Obra concluída segue no escuro e vereador Geraldo Rolim denuncia Energisa
“O município e, logo, a população está sendo prejudicada por essa negligência”, afirmou Rolim.

O vereador Geraldo Rolim apresentou uma denúncia ao Ministério Público contra a concessionária de energia elétrica Energisa, alegando omissão no atendimento à solicitação de ligação do transformador em uma obra pública (de iluminação pública) já concluída em São Gabriel do Oeste (MS). A estrutura, localizada na Avenida Primo Mafissoni, no bairro Centro, foi finalizada em novembro de 2024 e está pronta para entrar em funcionamento, mas permanece inativa por depender exclusivamente da conexão elétrica que deveria ser realizada pela concessionária.
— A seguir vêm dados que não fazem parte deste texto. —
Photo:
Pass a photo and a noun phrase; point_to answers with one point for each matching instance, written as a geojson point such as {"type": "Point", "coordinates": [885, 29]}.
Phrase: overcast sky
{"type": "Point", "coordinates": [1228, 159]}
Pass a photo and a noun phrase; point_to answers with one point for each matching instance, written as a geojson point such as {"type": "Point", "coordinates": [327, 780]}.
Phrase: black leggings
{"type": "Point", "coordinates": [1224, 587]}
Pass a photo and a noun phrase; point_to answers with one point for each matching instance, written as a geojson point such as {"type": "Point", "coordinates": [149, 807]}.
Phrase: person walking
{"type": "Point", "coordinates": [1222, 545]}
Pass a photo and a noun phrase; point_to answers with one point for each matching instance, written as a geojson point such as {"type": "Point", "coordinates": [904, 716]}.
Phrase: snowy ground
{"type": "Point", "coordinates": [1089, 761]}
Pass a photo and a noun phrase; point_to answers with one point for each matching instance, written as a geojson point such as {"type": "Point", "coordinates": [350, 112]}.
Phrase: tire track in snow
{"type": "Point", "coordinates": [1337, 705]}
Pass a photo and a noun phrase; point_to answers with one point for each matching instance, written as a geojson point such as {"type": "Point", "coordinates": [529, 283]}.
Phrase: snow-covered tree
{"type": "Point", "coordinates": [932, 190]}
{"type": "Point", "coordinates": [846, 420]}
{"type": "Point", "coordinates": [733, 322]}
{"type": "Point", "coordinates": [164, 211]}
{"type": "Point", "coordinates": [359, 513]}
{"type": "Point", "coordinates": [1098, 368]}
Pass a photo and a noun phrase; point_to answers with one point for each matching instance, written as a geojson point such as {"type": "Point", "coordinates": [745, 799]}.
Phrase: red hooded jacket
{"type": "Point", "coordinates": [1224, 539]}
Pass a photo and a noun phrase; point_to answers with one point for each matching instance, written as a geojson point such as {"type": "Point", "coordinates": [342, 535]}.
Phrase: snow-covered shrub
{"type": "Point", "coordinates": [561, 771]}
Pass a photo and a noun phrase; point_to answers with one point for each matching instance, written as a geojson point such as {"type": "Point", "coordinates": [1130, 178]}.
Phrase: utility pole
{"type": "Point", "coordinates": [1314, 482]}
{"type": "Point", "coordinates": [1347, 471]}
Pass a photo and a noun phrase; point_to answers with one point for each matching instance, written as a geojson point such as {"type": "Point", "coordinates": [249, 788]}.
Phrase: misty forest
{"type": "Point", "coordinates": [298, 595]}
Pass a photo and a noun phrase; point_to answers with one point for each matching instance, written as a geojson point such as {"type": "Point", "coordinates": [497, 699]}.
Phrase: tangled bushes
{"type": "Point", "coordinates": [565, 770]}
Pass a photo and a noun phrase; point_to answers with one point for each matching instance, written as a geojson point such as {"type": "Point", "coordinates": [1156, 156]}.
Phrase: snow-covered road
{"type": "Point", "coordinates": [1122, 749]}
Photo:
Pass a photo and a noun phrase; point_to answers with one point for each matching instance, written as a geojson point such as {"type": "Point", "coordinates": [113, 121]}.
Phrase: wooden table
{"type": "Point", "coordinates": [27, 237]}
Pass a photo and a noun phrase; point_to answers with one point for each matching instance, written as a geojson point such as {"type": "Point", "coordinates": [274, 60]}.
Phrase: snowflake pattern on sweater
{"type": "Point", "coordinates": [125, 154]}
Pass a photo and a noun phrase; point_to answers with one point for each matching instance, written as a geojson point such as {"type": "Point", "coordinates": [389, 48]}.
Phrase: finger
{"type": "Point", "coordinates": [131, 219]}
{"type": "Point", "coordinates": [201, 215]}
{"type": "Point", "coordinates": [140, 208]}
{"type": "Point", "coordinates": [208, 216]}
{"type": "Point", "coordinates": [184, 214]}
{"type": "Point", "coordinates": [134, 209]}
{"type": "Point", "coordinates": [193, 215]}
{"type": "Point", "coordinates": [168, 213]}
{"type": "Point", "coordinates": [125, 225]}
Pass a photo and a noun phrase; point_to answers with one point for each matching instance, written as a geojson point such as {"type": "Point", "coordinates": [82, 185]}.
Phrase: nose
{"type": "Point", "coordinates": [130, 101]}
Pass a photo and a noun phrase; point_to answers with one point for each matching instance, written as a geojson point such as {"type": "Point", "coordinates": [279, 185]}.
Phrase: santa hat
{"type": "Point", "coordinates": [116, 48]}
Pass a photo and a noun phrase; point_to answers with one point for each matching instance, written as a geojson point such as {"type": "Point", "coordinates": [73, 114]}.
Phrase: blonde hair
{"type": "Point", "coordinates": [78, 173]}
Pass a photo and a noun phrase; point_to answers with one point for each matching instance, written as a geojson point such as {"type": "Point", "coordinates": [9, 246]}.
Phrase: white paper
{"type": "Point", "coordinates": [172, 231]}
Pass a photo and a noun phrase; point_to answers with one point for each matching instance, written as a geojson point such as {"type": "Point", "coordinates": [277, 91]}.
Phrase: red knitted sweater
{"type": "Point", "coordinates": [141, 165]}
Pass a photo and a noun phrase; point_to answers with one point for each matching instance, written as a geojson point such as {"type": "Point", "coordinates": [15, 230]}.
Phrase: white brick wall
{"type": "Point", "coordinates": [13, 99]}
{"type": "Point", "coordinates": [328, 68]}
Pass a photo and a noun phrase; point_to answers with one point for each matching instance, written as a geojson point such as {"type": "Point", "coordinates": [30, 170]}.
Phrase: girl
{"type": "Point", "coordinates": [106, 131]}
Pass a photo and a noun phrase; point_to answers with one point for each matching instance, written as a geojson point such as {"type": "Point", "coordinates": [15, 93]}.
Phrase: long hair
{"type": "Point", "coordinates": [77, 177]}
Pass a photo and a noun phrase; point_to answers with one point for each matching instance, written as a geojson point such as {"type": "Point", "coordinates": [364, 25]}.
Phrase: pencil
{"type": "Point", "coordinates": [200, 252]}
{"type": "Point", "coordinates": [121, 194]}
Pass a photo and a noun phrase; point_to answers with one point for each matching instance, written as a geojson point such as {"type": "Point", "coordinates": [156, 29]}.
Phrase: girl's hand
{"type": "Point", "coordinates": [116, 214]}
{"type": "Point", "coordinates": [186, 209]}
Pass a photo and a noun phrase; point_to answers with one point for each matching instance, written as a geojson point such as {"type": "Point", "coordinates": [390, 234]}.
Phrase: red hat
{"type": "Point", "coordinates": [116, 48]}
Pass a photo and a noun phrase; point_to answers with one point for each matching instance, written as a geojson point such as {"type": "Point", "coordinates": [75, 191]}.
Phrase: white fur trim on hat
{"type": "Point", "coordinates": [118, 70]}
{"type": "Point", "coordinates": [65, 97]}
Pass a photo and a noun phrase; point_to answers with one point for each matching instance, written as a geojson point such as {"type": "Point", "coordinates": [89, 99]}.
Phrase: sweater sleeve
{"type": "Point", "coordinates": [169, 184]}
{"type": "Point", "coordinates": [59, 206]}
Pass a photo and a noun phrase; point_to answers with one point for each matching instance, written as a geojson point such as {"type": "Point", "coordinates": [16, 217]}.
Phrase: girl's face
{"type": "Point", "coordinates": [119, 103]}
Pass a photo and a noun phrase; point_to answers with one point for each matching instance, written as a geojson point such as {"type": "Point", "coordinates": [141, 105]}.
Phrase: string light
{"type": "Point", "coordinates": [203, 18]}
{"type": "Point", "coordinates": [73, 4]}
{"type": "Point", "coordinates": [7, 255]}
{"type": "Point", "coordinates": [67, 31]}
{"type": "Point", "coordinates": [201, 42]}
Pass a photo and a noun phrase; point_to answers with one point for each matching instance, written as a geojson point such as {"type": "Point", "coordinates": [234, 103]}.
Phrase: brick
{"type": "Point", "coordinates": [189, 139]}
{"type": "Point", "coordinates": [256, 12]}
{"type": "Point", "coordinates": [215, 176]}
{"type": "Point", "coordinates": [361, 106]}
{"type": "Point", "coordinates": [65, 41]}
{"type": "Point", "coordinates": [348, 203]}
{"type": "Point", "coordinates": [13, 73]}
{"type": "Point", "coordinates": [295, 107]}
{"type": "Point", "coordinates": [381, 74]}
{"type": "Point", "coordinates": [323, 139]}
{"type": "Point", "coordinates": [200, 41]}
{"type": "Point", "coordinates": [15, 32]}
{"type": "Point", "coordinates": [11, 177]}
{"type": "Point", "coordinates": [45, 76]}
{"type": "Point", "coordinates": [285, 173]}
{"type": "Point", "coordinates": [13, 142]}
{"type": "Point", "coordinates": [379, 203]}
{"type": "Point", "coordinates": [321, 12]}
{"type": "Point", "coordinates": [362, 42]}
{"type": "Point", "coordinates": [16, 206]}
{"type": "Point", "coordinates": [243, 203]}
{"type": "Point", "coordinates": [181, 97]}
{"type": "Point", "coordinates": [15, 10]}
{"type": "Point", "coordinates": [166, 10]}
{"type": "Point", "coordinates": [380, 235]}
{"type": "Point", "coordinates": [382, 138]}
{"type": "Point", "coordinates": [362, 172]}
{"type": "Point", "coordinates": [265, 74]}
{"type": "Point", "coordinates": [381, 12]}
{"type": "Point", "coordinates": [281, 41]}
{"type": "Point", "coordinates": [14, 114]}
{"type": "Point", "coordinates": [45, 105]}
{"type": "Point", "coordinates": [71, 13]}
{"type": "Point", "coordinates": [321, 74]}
Segundo o parlamentar, diversas solicitações já foram encaminhadas à Energisa, incluindo o Protocolo nº 123236887 e a Ordem de Serviço nº 366238145, sem que qualquer medida efetiva fosse adotada. Em uma das visitas ao local, a empresa teria alegado que o serviço não foi realizado porque “o cabo necessário não estava pendurado”. No entanto, essa justificativa é contestada pelo engenheiro responsável pela obra, Marcelo de Castro Abdalla (CREA-MS nº 5012/D – CONFEA nº 1314506790), que reforça que a responsabilidade pela conexão à rede elétrica, é inteiramente única e exclusiva da própria Energisa, conforme as normativas vigentes.

Outro problema apontado pelo vereador é que, quando equipes técnicas da Energisa se deslocam até o local, não há aviso prévio ou comunicação com os responsáveis pela obra, o que dificulta o acompanhamento técnico e a resolução de pendências no momento da visita. “É inadmissível que uma obra pública, feita com recursos do povo e dentro do prazo, esteja parada por pura inércia da empresa responsável pelo fornecimento de energia elétrica. O município e, logo, a população está sendo prejudicada por essa negligência”, afirmou Rolim.

Na denúncia encaminhada ao Ministério Público, o vereador solicita a instauração de um procedimento investigatório para apurar a conduta da concessionária, além de uma atuação imediata para garantir a ligação elétrica e o funcionamento da obra. Ele também pede que, se constatadas irregularidades, sejam adotadas as medidas judiciais cabíveis, inclusive com eventual Ação Civil Pública.